Objectives: To investigate the associations between circulating CRP levels and central AD biomarkers-including Aβ deposition, tau, and AD-signature neurodegeneration-in nondemented older adults.
Design, setting, participants: This cross-sectional observational study analyzed data from a Korean Brain Aging Study for Early Diagnosis and Prediction of Alzheimer Disease conducted from 2014 to 2020. A total of 417 nondemented older adults underwent comprehensive evaluations, including blood sampling and multimodal neuroimaging for measuring of Aβ and AD-signature neurodegeneration. A subset of participants (N = 123) also underwent tau positron emission tomography (PET) scan.

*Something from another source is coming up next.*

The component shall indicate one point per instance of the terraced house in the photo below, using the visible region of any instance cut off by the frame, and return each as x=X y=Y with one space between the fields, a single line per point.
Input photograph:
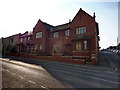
x=75 y=41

Measurements: The primary outcomes were A/T/N biomarkers of AD, including brain Aβ and tau deposition measured via amyloid and tau PET, as well as AD-signature neurodegeneration measured by fluorodeoxyglucose (FDG)-PET. Associations between CRP levels and these biomarkers were analyzed while adjusting for CRP-decreasing allele scores, as well as other confounders, including age, sex, vascular risk score, body mass index, nonsteroidal anti-inflammatory drug (NSAID) usage, smoking status, and APOE ε4 carrier status.
Results: The mean (SD) age of participants was 70.57 (8.00) years, with 179 (42.9 %) females. Circulating CRP levels showed non-linear associations with A/T/N biomarkers of AD, showing a U-shaped relationship with Aβ and tau deposition and an inverted U-shaped association with neurodegeneration. Threshold effect analyses revealed that CRP was inversely associated with Aβ deposition (B = -0.081; 95 % CI, -0.153 to -0.007; p = 0.031) below 0.63 mg/L, after adjusting for all confounding variables. In contrast, higher CRP levels were associated with lower cerebral glucose metabolism in AD-signature regions, indicative of greater AD-related neurodegeneration, when above 2.15 mg/L (B = -0.056; 95 % CI, -0.112 to -0.001; p= 0.042).
Conclusions: Our study revealed differential associations between circulating CRP levels and central AD biomarkers that varied according to the CRP concentration. Further studies are necessary to elucidate the mechanisms underlying the inverse relationship between circulating CRP and brain Aβ within the clinically normal range, as well as potential aggravating effects of elevated CRP on Aβ-independent neurodegeneration.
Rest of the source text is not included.